Dr. Marie Louden-Hanes and Dr. Nathan Tice are offering a new honors class about Leonardo Da Vinci, the infamous artist, scientist, musician, engineer and architect.
“It’s an opportunity for individuals to learn through the arts, through the images that Leonardo produced,” explained Louden-Hanes, “and through the artist, Leonardo, as he was also a scientist.”
UF’s honors program concentrate of four areas of learning: diversity, creativity, logic and problem-solving, critical thinking and evidence-based practice.
Students who are eligible for the honors program have a high school cumulative grade point average (GPA) of 3.80 or above or an ACT composite score of 27 or higher or equivalent SAT score of 1300, or one semester of full-time enrollment or 12 hours of credit at The University of Findlay with a total cumulative GPA of 3.50 or higher, or one semester of full-time enrollment and a total cumulative GPA of 3.50 or higher earned from another regionally accredited institution.
Honors requirements include a cumulative GPA at least 3.25, Honors GPA is at least 3.0, Attend two honors events/year, and 16 Semester Hours of Honors Coursework
This new honors course, which will be offered next semester, requires no prerequisites and is categorized under the Scholarship of Creativity. Despite its honors title, any student is able to take it.
As for why the two picked Da Vinci as subject matter, Tice believes that his art, and the craft as a whole, is very important to other subject areas.

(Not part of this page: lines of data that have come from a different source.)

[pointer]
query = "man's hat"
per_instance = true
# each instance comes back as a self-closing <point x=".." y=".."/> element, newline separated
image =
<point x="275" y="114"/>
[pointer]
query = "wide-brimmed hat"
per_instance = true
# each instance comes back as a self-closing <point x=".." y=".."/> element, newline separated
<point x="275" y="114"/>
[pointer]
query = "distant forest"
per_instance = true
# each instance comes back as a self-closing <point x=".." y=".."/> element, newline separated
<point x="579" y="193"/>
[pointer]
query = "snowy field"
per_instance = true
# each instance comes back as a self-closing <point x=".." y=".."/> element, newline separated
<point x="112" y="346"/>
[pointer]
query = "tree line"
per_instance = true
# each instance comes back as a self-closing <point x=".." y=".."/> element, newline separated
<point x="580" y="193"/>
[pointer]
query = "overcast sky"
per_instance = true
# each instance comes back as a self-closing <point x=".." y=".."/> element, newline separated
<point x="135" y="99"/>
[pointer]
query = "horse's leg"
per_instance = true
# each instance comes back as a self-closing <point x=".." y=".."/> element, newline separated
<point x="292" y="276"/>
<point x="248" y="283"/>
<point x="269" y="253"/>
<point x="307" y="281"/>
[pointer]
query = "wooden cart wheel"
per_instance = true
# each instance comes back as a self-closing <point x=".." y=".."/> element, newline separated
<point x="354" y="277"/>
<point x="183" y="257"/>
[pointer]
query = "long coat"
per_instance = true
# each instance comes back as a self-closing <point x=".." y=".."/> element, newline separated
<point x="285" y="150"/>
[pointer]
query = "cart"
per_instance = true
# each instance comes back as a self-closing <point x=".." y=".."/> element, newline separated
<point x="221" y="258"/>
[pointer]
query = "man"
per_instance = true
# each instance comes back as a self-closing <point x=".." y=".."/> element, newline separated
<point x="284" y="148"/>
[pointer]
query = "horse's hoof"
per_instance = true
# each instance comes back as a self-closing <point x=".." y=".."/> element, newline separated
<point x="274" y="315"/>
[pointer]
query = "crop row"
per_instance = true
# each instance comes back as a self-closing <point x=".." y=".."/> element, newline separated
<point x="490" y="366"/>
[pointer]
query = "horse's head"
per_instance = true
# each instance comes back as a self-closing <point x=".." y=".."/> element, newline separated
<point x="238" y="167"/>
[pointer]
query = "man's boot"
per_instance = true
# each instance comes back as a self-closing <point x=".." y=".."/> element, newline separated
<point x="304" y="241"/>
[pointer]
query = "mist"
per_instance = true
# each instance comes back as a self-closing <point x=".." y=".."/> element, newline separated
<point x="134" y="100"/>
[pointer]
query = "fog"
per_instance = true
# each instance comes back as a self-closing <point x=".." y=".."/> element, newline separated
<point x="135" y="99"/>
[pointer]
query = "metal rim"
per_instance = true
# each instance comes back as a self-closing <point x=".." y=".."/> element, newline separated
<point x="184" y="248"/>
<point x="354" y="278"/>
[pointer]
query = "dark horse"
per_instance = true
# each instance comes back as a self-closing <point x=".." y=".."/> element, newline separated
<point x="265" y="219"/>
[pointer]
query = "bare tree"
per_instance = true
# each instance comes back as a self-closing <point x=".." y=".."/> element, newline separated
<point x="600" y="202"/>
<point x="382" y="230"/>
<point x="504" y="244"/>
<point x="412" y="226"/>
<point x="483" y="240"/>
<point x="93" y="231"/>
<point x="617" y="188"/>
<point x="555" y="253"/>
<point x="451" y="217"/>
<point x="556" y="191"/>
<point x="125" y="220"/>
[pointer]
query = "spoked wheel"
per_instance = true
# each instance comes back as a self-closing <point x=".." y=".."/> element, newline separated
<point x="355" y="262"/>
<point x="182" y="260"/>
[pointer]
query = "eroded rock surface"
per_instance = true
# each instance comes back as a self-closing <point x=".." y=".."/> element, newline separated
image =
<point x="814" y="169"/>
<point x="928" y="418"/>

“We need to go beyond just appreciation of art,” said Tice. “How can we learn from artists to actually be better scientists or better engineers or better mathematicians? I think you see that when you start studying Da Vinci.”
The class is cross-disciplinary, meaning it incorporates subject matter from different colleges at UF. As a result, several different experts from the University will be featured during the semester.
“We’d like to bring in Dr. Wild to talk about optics and sound, we want to bring in Professor Jung to talk about music from that time period, we’re going to bring in hopefully a faculty member from the equine program and things like that,” said Tice.
“We have other people who are experts in other areas just like he was an expert in many areas,” added Louden-Hanes. “We’re relying on our colleagues to add to what we know.”
As for how Tice and Louden-Hanes hope to impact campus, the answer is by inspiring such collaboration in future classes.
“If we provide an honors course that’s interdisciplinary, then it may be a standard that others say, ‘look they did it, an artist and a chemist, who knew?’” said Louden-Hanes. “There are so many possibilities.”
So, if you’re looking for a multi-dimensional course to fill your schedule on Tuesdays and Thursdays from 3:30 to 4:45, consider HNRS 373-01, Scholarship of Creativity, The Interface of Art and Science: The Legacy of Da Vinci.